Meditation on justice and peace for the Wednesday of Holy Week

Readings: Isaiah 50: 4-9 -- Matthew 26:4-25 -- Psalm 69

Today we read again of God's Suffering Servant. He is well spoken to those who are weary. His words bring life and resuscitation. He gives his back to be beaten, his face is not shielded from blows and spit. He is steadfast and certain throughout persecution and will triumph over those who persecute him.

All of which is fine and sufficiently pious . . . but. . . enough betrayal already!  Three days we have read about Judas and Christ.  How much more betrayal can we handle?  Well, indeed, until such time as we stop betraying Christ, we will need to continue to hear this story again and again and again.  Maybe eventually we will get the point. Our discomfort with the repetition is evidence of the need.

SO the price for Jesus was  30 pieces of silver. Not exactly a princely sum, no doubt the rulers thought they were getting a bargain.  Various authorities suggest it was the equivalent of maybe 5-6 weeks wages. Which is to say, betraying Jesus seems to have paid well.  It was, shall we say, an instant gratification?

We don't know if money was the motivation of Judas.  Some say that he was a nationalist, and was disappointed that Jesus was not leading an armed insurrection.  Perhaps he hoped that the spectacle of a rigged trial and death sentence for this saintly prophet would spark a popular rebellion.

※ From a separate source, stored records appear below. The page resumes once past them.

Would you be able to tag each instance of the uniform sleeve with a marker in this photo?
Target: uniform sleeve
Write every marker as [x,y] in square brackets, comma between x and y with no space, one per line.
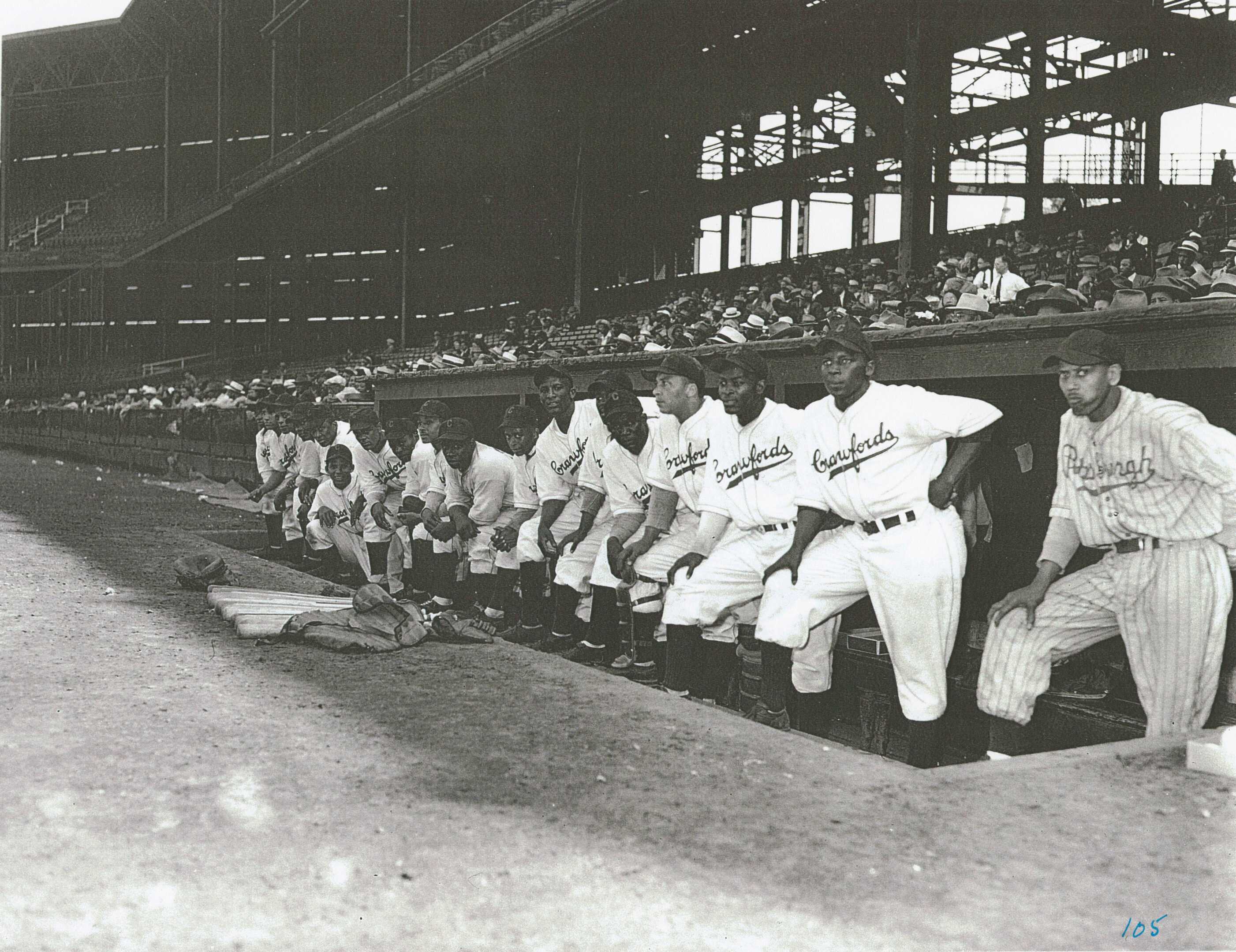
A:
[524,489]
[940,416]
[622,500]
[549,484]
[491,490]
[455,493]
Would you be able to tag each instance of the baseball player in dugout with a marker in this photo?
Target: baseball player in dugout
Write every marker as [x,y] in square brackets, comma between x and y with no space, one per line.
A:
[674,471]
[875,493]
[521,428]
[1154,484]
[480,499]
[746,525]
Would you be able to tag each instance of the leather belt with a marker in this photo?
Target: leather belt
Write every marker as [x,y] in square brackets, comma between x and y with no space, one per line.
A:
[892,522]
[1128,545]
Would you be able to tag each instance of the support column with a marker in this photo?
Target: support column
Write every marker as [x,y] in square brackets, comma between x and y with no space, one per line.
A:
[167,138]
[916,154]
[1035,135]
[219,99]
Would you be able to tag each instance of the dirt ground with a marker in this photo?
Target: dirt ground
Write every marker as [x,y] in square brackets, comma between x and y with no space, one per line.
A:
[164,785]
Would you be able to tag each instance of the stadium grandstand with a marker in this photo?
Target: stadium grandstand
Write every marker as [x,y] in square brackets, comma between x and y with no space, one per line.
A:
[234,179]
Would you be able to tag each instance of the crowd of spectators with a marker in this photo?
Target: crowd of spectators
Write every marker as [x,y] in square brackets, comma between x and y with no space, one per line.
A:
[1003,274]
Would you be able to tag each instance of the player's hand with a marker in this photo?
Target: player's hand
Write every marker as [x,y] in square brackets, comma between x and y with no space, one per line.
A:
[941,494]
[571,539]
[632,553]
[443,531]
[547,542]
[505,538]
[792,560]
[1029,599]
[690,562]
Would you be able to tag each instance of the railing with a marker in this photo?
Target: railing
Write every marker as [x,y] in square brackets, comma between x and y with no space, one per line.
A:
[41,224]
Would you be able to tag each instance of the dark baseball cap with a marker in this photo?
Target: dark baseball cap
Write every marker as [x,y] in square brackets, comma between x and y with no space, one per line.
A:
[518,416]
[437,410]
[552,371]
[847,338]
[456,428]
[622,403]
[681,365]
[611,380]
[1086,348]
[744,359]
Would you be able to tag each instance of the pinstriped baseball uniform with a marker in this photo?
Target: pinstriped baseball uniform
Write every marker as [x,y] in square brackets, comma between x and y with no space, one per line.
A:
[750,479]
[868,463]
[1154,469]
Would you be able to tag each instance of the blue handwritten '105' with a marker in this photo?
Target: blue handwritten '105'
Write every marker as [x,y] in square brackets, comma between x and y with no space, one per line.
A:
[1141,928]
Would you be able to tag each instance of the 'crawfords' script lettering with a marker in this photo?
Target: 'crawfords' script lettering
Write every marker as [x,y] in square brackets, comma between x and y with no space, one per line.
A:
[857,453]
[756,463]
[1101,476]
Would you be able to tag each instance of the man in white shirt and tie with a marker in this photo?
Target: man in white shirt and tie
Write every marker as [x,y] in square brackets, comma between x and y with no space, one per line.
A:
[1005,285]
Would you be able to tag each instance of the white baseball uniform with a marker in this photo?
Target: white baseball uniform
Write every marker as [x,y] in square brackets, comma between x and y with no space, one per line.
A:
[678,465]
[872,464]
[347,536]
[750,479]
[1155,469]
[487,488]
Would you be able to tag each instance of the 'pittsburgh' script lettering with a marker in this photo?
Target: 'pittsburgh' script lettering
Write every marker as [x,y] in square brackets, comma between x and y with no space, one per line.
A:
[1103,476]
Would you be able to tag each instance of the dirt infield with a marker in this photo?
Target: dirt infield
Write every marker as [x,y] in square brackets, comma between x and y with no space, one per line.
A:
[164,785]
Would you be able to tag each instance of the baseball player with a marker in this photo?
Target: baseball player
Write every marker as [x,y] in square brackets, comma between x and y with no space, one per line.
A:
[480,500]
[519,426]
[336,530]
[1154,484]
[267,442]
[674,474]
[433,541]
[382,482]
[875,493]
[746,525]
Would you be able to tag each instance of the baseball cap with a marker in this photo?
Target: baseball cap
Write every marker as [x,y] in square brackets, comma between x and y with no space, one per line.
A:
[622,403]
[433,408]
[1086,348]
[847,338]
[518,416]
[681,365]
[548,371]
[743,359]
[339,452]
[456,428]
[611,380]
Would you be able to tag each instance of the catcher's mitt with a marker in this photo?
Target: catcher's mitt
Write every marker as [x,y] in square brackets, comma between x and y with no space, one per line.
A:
[201,571]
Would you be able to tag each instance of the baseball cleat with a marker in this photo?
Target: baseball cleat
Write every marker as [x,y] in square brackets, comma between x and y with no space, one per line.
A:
[761,714]
[586,654]
[556,645]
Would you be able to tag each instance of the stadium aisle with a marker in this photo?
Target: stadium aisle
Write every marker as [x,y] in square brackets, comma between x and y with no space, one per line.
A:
[160,778]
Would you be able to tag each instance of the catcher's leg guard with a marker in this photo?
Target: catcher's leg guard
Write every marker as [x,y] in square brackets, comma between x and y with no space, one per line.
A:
[681,657]
[532,594]
[275,531]
[777,661]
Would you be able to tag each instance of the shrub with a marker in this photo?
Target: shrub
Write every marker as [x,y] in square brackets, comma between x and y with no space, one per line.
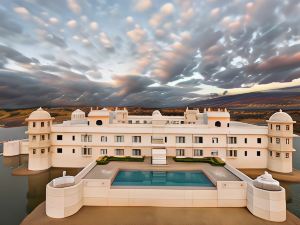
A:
[215,161]
[106,159]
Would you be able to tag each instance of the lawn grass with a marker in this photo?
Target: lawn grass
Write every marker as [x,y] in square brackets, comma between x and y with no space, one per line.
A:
[214,161]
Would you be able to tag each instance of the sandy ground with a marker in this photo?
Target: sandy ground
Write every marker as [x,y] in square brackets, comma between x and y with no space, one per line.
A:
[286,177]
[154,216]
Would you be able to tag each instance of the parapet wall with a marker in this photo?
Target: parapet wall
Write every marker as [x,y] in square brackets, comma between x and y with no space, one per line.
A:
[268,205]
[16,147]
[63,202]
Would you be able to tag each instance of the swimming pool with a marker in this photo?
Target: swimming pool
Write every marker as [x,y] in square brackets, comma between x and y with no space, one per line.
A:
[161,178]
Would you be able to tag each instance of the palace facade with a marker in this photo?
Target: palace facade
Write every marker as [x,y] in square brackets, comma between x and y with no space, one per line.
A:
[82,139]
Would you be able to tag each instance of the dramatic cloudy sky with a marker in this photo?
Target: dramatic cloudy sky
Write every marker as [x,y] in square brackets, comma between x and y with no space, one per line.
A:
[147,52]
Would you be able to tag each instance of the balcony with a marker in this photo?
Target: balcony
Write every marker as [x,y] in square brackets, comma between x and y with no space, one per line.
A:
[158,140]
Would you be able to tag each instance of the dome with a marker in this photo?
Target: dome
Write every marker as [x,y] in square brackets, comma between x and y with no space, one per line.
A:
[156,113]
[77,114]
[96,113]
[39,114]
[281,117]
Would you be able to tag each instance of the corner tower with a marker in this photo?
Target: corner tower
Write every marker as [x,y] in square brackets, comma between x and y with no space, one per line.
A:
[39,129]
[280,144]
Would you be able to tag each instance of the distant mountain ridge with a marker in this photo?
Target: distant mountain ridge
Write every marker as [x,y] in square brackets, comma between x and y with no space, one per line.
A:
[284,98]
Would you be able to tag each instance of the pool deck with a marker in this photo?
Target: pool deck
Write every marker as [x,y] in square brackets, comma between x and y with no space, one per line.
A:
[90,215]
[214,173]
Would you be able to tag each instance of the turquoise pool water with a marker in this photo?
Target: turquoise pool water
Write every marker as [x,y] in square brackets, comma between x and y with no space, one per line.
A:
[161,178]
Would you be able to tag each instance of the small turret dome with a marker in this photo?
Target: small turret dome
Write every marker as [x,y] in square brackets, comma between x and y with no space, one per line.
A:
[39,114]
[77,115]
[282,117]
[96,113]
[156,113]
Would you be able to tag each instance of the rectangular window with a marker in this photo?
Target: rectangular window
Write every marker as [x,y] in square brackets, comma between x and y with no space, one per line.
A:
[86,138]
[214,153]
[180,139]
[119,151]
[179,152]
[86,151]
[136,139]
[59,137]
[103,151]
[103,139]
[198,152]
[232,140]
[215,140]
[136,152]
[231,153]
[119,138]
[198,139]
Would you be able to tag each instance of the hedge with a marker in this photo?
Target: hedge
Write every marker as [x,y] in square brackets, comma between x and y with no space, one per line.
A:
[106,159]
[215,161]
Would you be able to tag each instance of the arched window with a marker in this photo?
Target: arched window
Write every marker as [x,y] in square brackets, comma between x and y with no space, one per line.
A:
[99,122]
[218,124]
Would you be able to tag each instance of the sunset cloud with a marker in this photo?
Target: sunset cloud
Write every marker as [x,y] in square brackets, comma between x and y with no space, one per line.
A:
[146,52]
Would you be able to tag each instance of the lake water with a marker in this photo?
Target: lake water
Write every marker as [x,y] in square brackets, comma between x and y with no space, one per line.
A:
[19,195]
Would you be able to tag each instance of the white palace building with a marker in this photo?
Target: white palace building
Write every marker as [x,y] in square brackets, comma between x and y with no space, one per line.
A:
[80,141]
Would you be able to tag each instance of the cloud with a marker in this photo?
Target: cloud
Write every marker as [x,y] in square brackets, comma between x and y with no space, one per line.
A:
[14,55]
[54,20]
[72,23]
[129,19]
[137,34]
[8,27]
[142,5]
[21,11]
[105,41]
[94,26]
[93,75]
[146,52]
[74,6]
[167,9]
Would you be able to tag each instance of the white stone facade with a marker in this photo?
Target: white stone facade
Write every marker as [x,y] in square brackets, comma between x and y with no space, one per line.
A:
[79,141]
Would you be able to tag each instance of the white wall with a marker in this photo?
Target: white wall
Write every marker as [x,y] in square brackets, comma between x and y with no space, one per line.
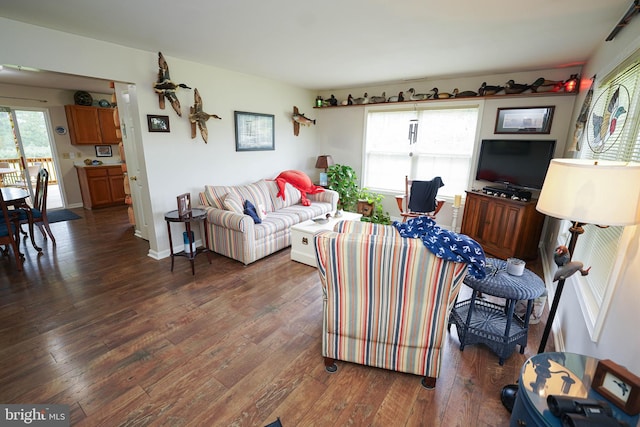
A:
[618,341]
[175,163]
[341,129]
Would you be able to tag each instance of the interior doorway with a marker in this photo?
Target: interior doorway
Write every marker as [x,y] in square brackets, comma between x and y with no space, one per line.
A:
[26,145]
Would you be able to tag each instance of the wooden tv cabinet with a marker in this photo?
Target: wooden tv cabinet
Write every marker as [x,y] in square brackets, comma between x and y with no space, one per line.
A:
[504,227]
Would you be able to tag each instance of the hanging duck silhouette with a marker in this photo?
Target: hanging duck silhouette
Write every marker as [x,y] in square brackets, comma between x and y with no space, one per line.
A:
[300,119]
[199,117]
[604,126]
[566,268]
[165,88]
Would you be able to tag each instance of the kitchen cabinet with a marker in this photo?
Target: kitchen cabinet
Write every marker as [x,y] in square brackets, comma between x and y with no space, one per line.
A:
[101,186]
[504,227]
[92,125]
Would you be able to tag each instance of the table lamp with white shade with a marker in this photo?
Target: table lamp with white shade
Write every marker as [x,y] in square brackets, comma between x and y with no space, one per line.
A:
[598,192]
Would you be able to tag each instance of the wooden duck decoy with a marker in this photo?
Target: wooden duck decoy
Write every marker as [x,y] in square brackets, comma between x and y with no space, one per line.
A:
[199,117]
[464,93]
[486,90]
[378,99]
[566,267]
[165,88]
[512,88]
[398,98]
[330,102]
[348,101]
[543,85]
[300,119]
[440,95]
[413,96]
[362,100]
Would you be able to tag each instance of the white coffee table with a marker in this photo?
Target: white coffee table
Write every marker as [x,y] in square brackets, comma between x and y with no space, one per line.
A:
[302,247]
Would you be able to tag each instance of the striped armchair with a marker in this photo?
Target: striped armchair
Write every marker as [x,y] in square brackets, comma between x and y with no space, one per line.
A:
[386,299]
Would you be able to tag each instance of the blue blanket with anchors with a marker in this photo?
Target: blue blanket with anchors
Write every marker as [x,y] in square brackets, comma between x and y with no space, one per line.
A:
[445,244]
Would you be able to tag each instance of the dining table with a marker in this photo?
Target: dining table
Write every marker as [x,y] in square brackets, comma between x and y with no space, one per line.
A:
[5,171]
[17,198]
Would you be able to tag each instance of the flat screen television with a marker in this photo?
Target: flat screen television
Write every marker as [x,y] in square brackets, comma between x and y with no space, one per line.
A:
[520,163]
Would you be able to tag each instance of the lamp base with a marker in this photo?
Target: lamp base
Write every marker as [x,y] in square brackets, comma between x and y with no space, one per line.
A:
[508,396]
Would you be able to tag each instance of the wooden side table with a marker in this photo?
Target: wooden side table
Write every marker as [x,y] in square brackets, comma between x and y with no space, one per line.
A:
[197,216]
[496,326]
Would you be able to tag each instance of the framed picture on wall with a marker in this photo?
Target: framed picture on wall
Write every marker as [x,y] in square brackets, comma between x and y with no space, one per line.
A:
[254,131]
[158,123]
[525,120]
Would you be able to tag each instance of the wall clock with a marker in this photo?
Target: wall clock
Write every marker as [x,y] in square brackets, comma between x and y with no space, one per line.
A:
[619,385]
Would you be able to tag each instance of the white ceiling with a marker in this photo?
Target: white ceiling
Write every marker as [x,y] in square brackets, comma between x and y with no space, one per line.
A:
[333,44]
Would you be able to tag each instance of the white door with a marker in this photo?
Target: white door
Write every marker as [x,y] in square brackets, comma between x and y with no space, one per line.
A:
[127,100]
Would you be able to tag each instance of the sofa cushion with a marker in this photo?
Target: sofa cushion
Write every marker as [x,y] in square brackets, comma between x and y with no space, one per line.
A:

What is our price for betraying Jesus? Do we receive the approval of our friends and families? Do we get a feeling of pride as we see our nation march off to a war that somehow validates us as human beings? Does our heart beat faster as we contemplate the bombs destroying our enemies? Do we deliberately ignore the detail that those bombs also incinerate children? When we turn away from the poor -- whether they be at a stop light with a sign or the children of Iraq and Afghanistan -- do we justify our actions by feelings of personal superiority? "I am sure glad I am not like him." Or her as the case may be. Do we whisper lies to ourselves so that we feel better about doing wrong?

We willingly participate in the sins of the modern era and plead as an excuse, "Everybody's doin' it, doin' it, doin' it."  Not only is everybody doing it, many of us are making out like fat rat as a result.  It appears that betrayal in the modern world pays as well as it did 2000 years ago, or at least, it appears to pay. If we take a holistic view of the situation, the bad bargain nature of the transaction become apparent, but we aren't trained to look at the holistic view, nor do we routinely consider the long term consequences.  We are looking for the instant gratification, the quick fix, the fast rush.

Our inability to understand the consequences of our actions notwithstanding, the Bible says, "Sow not in furrows of injustice lest you reap a seven-fold harvest."  We can see the fulfillment of this wisdom saying every night on the evening news.

What Judas did was monstrously wrong,  but before we rise up against him in judgment, shouldn't we first ask ourselves how we have betrayed the Jesus who is among us today?

Prayer intentions today:

+ Pray for a tender conscience regarding the sin of betraying the Jesus who is among us today.

Praxis today:

+ Today is a day of quiet before the storm. Be still and quiet and know that the Lord is God.